The knowledge economy has fizzled away like discarded old oyster sauce, fermented by its own infertile imagination clinging to the past: a focus on mobile devices or the push towards more computing power. In its wake came the virtual economy. In the early 2000s, Singapore had opened its doors to animation companies, especially companies working on 3D technologies with the goal of supplying the movie industry. However in the 2020s, with the rising temperatures also came the emergence of new strains of viruses in the vein of Ebola and Sars, which created widespread pandemics. Policymakers around the world closed their borders to travellers, concerned with the spread of these deadly diseases.

In fact, even within local populations, new laws were enacted to enable one to minimise contact with fellow human beings. Social laws were passed which made gatherings of more than 10 people in one room illegal. Soon the closed-door policy resulted in the movie industry collapsing.

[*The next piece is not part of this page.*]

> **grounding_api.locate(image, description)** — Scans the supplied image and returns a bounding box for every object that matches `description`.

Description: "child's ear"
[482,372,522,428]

In today's world one has to go through a complicated set of protocols in order to organise a gathering.

The authorities have the right to forcibly incarcerate anyone suspected of harbouring a deadly disease. Those suspected of being bioterrorists are cryogenically incarcerated before they are shipped to holding tanks on prison ships which are fully automatised and run remotely by human operators in Singapore Inc's headquarters in Gansu, China. Singapore Inc runs some of the world's largest ship prisons.

Technology companies then scrambled to meet a new demand: the demand for social interactions without needing face-to-face interaction. Temasek Holdings rushed into the forefront, relocating promising tech companies to the island of Singapore where they provided these companies state-of-the-art facilities in underground caverns, which were modelled after the New York skyline. Artificial lighting and green spaces using lichens and mosses were expertly interwoven into the very fabric of underground living. With full artistic licence given to these companies, Singapore then became the leading nation to export liveable realities.

This mass commercialisation of exported experiences resulted in Singapore coming to the forefront of the global demand for entertainment. Singapore levied a high corporate tax rate in particular on this industry, in exchange for maintaining the underground city and providing 24/7 services to the tech companies.

In spite of these social improvements, Faith Spacers choose to disregard the safety protocols. They have chosen to remain on the main island where they meet in groups beyond the stipulated 10.

They refuse all contact with wearable technology but instead actively seek outdoor activities in teams. They restore antiquated bicycles and use them to traverse the island, establishing new outposts called Faith Spaces, where they encourage face-to-face contact. They describe it as a religious experience: the personal connection with people, without the use of technology.

This counterculture is currently an annoyance to the safety of the majority of the populace; however, since they have chosen to bypass the general public, the authorities turned a blind eye, as they continue to remain a small minority.

• The writer is an associate professor at the Centre for Economic Research in Shandong University, China.